Most attendees listen attentively, or perhaps scribble notes on the subject, preparing for a post-presentation dialogue, but Naficy’s way of internalizing these lectures is to draw caricatures of the people speaking. Though he has no formal drawing experience, Naficy has developed a quirky style over the last half century. When creating these drawings, Naficy constructs more than just a caricature of the speaker, he also often incorporates aspects of what the speaker is saying into the drawing. Sometimes the speakers’ topics are represented through aspects of their environment, sometimes as a cyborg hybrid, but all techniques are utilized by Naficy to create a visual personification of his subjects. Naficy states that drawing in this way helps him internalize the lecture, to “see” it.

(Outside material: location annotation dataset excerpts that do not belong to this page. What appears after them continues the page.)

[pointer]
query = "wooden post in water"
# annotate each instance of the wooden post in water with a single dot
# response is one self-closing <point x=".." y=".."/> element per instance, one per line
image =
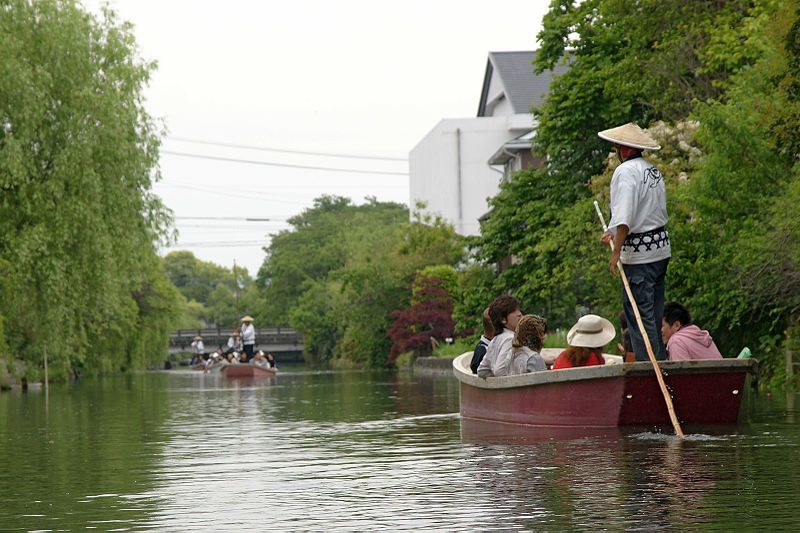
<point x="46" y="377"/>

Lines of Exile takes a series of these drawings and animates them to tell a story of Naficy’s education, but also illustrates an evolution of critical theory over the last half century. The drawings already function as a kind of index of cultural evolution, and this film intends to then draw out and expand on this quality. The film also acts as a love letter to the western education tradition, with all its imperfections intact. Lines of Exile will preserve the loose quality of Naficy’s drawings, while finding a home for them in that temple of the western tradition, a lecture hall.
About Director
Eric Patrick’s films have received a Guggenheim Fellowship and received grants from The NIH, The Texas Filmmaker Production Fund, The New Mexico Arts Division, The Chicago Digital Media Production Fund among others. His work has won over 100 awards, including awards from The South by Southwest Film Festival, The Ann Arbor Film Festival, L’Alternativa, and the Black Maria Film Festival. He has screened extensively both domestically and internationally at festivals, museums and on television. He is currently an associate professor at Northwestern University.